Gripe, clima e dados fragmentados
A carga de influenza na Tailândia varia amplamente entre as províncias, e pesquisas anteriores mostraram que o clima local — como temperatura, umidade, chuva e poluição do ar — pode influenciar quando os surtos ocorrem. Infelizmente, medições detalhadas do clima e da qualidade do ar não estão disponíveis em todos os lugares. Das 76 províncias da Tailândia, apenas 22 têm tanto contagens de casos de gripe quanto dados ambientais de apoio; as demais dispõem apenas dos números de casos. Ferramentas estatísticas tradicionais, frequentemente ajustadas separadamente para cada local, têm dificuldade em lidar com esse mosaico. Elas podem perder padrões incomuns e demoram a se atualizar quando as condições mudam, limitando sua utilidade para alertas antecipados em nível nacional.

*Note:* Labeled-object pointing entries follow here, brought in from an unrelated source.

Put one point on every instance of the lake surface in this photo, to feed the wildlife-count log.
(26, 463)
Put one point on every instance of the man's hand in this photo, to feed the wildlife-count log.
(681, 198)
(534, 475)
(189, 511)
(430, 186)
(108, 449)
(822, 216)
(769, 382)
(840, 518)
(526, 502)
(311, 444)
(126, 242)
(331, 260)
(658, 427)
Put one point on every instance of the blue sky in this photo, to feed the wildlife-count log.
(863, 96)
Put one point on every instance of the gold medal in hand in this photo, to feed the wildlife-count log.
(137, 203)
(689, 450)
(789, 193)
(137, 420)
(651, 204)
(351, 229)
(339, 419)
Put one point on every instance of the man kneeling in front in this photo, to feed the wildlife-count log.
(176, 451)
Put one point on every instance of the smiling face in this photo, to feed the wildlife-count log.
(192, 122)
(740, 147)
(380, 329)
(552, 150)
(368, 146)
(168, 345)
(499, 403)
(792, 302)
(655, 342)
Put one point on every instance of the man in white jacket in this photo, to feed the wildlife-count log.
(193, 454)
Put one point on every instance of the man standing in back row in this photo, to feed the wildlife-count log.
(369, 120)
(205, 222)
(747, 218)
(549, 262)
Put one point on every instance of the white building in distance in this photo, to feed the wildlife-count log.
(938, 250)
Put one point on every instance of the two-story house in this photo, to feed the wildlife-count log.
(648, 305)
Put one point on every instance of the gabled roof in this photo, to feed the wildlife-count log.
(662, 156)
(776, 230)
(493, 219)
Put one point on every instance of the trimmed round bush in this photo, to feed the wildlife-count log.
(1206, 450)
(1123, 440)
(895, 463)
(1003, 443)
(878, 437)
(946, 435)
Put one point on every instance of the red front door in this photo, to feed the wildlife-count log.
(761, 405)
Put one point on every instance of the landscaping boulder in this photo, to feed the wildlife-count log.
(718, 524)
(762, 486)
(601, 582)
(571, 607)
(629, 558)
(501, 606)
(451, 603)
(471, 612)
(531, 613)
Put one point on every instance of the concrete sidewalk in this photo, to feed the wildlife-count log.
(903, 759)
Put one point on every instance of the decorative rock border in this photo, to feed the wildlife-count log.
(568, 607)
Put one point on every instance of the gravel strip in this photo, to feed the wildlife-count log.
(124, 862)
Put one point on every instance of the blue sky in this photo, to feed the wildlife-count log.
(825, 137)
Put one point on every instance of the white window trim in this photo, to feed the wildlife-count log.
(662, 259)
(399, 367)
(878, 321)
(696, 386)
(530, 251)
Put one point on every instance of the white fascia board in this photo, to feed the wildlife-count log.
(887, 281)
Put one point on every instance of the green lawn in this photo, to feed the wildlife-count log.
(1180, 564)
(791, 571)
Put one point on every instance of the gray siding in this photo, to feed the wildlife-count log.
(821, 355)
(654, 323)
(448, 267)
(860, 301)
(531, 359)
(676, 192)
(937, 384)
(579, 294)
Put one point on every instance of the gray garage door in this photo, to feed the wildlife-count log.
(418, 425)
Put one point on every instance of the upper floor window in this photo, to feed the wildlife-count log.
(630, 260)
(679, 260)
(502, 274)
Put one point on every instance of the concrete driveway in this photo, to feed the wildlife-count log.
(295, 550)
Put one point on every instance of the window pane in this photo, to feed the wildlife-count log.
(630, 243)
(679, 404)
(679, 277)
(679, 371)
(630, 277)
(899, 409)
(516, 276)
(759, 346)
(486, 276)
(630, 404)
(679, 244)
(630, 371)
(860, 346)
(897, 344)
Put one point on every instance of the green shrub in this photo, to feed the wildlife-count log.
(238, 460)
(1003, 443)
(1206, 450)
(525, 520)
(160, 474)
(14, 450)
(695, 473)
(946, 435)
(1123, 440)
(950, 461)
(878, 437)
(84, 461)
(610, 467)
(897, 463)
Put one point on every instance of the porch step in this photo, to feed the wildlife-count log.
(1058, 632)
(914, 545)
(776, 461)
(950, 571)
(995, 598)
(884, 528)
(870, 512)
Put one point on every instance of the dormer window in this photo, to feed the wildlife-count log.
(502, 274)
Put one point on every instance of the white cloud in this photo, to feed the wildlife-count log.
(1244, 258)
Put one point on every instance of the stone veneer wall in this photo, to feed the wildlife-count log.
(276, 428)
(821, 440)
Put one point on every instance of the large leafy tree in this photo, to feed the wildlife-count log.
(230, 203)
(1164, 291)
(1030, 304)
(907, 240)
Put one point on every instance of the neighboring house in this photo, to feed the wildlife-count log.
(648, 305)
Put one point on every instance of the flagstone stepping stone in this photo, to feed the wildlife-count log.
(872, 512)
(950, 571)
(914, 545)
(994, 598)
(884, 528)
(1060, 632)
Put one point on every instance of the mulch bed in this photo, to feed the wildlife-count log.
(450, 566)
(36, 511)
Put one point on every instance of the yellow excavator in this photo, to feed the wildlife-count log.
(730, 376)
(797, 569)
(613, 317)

Construindo um modelo único para muitos locais
Os pesquisadores propuseram construir um único modelo “universal” de computador que pudesse aprender com todas as 22 províncias ricas em dados ao mesmo tempo. Eles usaram uma rede neural artificial — um tipo de aprendizado profundo que imita de forma aproximada como células cerebrais processam informação — para prever a incidência mensal de gripe de 2010 a 2019. Antes de treinar a rede, utilizaram um método de aprendizado de máquina chamado Random Forest para peneirar 27 entradas candidatas, incluindo valores atuais e defasados de temperatura, umidade, precipitação, vento, visibilidade, poluição do ar e níveis recentes de gripe. Essa etapa destacou quais ingredientes realmente ajudavam na previsão e permitiu aos autores eliminar variáveis menos úteis, tornando o modelo final mais rápido e menos suscetível a ruído.
O que o modelo universal aprendeu
Após testes extensivos com diferentes tamanhos de rede, um design relativamente simples — uma camada oculta com 128 unidades internas — apresentou o melhor desempenho. Curiosamente, adicionar fatores ambientais como clima e poluição do ar melhorou as previsões apenas de forma modesta na maioria das províncias e, em alguns casos, fez pouca diferença. Um sinal claro se destacou: a temperatura foi consistentemente selecionada como importante, ecoando trabalhos anteriores que ligaram temperaturas mais frias ou variações térmicas a maior atividade da gripe. Nas 22 províncias, o modelo universal capturou o fluxo geral da influenza, mas tendia a subestimar os picos mais elevados, especialmente em grandes centros urbanos como Bangkok e em províncias do norte com alta incidência.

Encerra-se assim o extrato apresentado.